The Cultural Legacy of Tamba-Sasayama
Even though it is located within easy access from Kyoto, Osaka or Kobe, the Tamba-Sasayama area in the bucolic countryside of central Hyogo Prefecture remains largely unknown to most visitors despite its many attractions. Blessed with high-quality rice and pure water, it is famous for superb saké, as well as a rich history and culture one would expect to find in its castle town that was a major centre for regional daimyo war-lords throughout the Edo Period (1603-1868). Nearby is the site of the Tamba kilns (one of the celebrated Six Ancient Kilns along with Echizen, Shigaraki, Bizen, Seto and Tokoname), that has been producing ceramics since at least the 12th century – a tradition still continuing today. Designated as a National Heritage Site in Japan, the area is well-preserved yet free of the interference one associates with so many cultural sites around the world doomed to mismanagement by more well-known international organisations. As such, the area still remains a delightful place to visit for a day or two and well worth including in the visitor’s itinerary.
Central as the power-base for the area throughout the Edo period is Sasayama Castle, remarkably built within just six months in 1609, on a natural hill by Takatora Todo, the famous daimyo warlord and master castle-builder, in order to strengthen the political aims of the shogun and power-broker, Tokugawa Ieyasu (1543-1616). Unlike most castles in Japan, it was constructed without an inner keep, yet it is fully fortified with stone walls and two moats and could be easily defended. The main building known as the Oshoin – a luxurious residence for the incumbent warlord – survived until it was destroyed in a WWII air-raid. Most of the other original castle buildings were demolished during the late-19th century after the feudal system had been replaced with a modern Western-style parliamentary system of government, however the Oshoin was rebuilt in 2000 and now provides an insight for us today into the lifestyle of a warlord.
Throughout most of the castle’s history Japan was unified in peace allowing élite culture to flourish under daimyo patronage – and gradually in time to filter down the rather proscribed Edo class system. Pre-eminent were Tea Ceremony and Noh drama, both unique to Japan and much influenced by Zen and its focus on meditation, intuition, and the editing-out of all that is extraneous. These virtues, along with rigorous ascetic practices and discipline resonated with the mushin ideals, (simply: strike, do not think) of samurai warriors, led to a widespread acceptance and following of Zen and its later profound influence on almost all aspects of Japanese culture from painting to cookery.
The Noh drama evolved out of ancient song-dances traditionally performed at Shinto shrines that were transformed and codified into more-or-less their present form by Kan’ami Kiyotsuya (1333-1384), and even more so by his famous son Zeami Motokiyo (1363-1443).
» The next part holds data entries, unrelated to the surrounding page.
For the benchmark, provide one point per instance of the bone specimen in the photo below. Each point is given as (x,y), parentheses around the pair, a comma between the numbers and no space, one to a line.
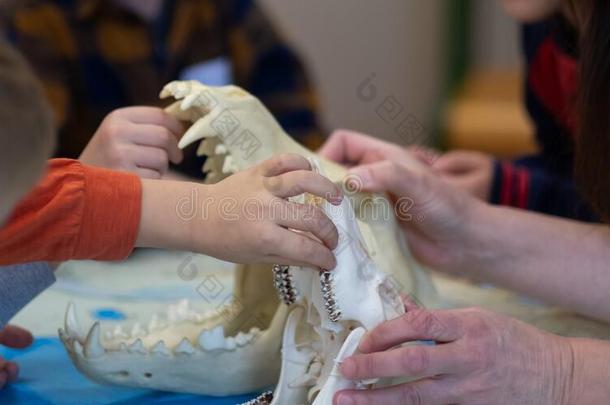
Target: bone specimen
(297,339)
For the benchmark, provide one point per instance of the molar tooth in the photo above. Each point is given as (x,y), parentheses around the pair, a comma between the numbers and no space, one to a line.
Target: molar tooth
(93,346)
(137,347)
(184,347)
(230,343)
(136,331)
(71,323)
(160,348)
(212,339)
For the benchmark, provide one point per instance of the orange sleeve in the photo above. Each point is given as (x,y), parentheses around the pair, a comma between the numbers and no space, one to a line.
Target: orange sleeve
(75,212)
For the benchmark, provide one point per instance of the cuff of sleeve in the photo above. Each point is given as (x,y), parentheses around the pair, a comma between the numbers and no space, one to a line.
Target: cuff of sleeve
(111,215)
(510,185)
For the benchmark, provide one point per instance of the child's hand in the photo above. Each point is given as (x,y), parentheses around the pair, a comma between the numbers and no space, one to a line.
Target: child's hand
(250,220)
(142,140)
(16,338)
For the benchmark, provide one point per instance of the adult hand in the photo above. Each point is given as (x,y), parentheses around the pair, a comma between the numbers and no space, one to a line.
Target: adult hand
(480,358)
(467,170)
(142,140)
(16,338)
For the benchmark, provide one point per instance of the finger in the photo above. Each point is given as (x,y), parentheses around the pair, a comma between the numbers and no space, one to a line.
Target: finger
(293,248)
(283,163)
(148,157)
(428,391)
(144,173)
(160,137)
(302,181)
(418,324)
(12,371)
(309,219)
(415,361)
(153,116)
(15,337)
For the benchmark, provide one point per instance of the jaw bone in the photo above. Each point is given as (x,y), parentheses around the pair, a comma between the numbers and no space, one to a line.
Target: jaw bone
(187,364)
(202,353)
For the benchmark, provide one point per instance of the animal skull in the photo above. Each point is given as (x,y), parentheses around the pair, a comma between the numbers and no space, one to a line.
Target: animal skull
(323,316)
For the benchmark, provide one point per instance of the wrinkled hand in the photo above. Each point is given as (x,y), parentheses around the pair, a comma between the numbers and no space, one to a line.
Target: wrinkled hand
(142,140)
(467,170)
(16,338)
(480,358)
(252,220)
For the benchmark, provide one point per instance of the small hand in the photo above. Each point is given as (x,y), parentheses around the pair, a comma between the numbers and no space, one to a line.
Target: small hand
(480,358)
(16,338)
(142,140)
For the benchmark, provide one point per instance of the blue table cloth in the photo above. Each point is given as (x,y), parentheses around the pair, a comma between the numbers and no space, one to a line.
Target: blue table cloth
(48,377)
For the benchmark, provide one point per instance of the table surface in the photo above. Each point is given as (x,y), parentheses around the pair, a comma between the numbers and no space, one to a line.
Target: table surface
(131,291)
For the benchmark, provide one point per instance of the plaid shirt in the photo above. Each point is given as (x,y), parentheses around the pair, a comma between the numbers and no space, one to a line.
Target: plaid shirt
(94,56)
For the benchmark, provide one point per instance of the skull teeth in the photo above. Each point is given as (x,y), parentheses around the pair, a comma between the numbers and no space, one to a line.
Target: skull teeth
(282,280)
(330,302)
Zeami caught the eye and patronage of the shogun Ashikaga Yoshimitsu (1358-1408), and in addition to composing a large number of Noh plays, also wrote a text explaining the aesthetic principles, stage layout and performance that became the standard classic for subsequent performers.
The drama is performed on a raised wooden stage constructed of bare cypress wood, slightly over six metres square, covered with a roof similar to those found on shrines. Behind is a wooden wall painted with a large pine (and sometimes bamboo), and to the left side, a covered walkway leading to the dressing room from which the performers emerge. Traditionally, large stoneware pots are half-buried in the earth under the stage to reverberate the sound of foot-stamping during a dance. All performers are men and also consist of musicians playing flutes and drums at the rear of the stage, a chorus of chanters on the right-hand side providing a recitative of the story, and one or two actors who move around the stage. The leading protagonist is known as the shite and is supported by one or more attendants to adjust his costume and attend to stage props, while his deuteragonist, known as the waki, holds the other side in the play’s dialogue. In most Noh plays, the shite will wear a mask to indicate the persona of the actor’s role – those of a young beautiful princess, the ghost of a fallen warrior, or a terrifying demon being particularly expressive – together with a glorious costume for the last part of a play when the climax is emphasised with a stylised dance. As he approaches the stage with barely perceptible footsteps the actor’s appearance seems magical and almost unbelievable, like a moving sculpture gliding over the floorboards and slowly coming to life.
Such dry description can convey but little of the otherworldly atmosphere of a Noh performance, especially when seen by firelight at a country shrine where ancient stages can still be found. The drama is best appreciated subjectively and intuitively, as keeping up with the libretto and its layered depths of meaning would presume an intimate familiarity with, and understanding of, Chinese and Japanese religion and mythology. Such knowledge was once a standard part of a well-born warrior’s classical education, but is lost to almost all but the dedicated scholar today.
A complete literal understanding is hindered further by the use of certain words having double – often equally profound – meanings, so that the story will present different facets and interpretations depending upon one’s choice. It is easy to envisage that the same play might be perceived in a widely different manner depending upon the viewer’s age, experience and knowledge – and by extension – the same person might have very different perceptions of the same play when seen as a youth, during middle age, or when approaching death.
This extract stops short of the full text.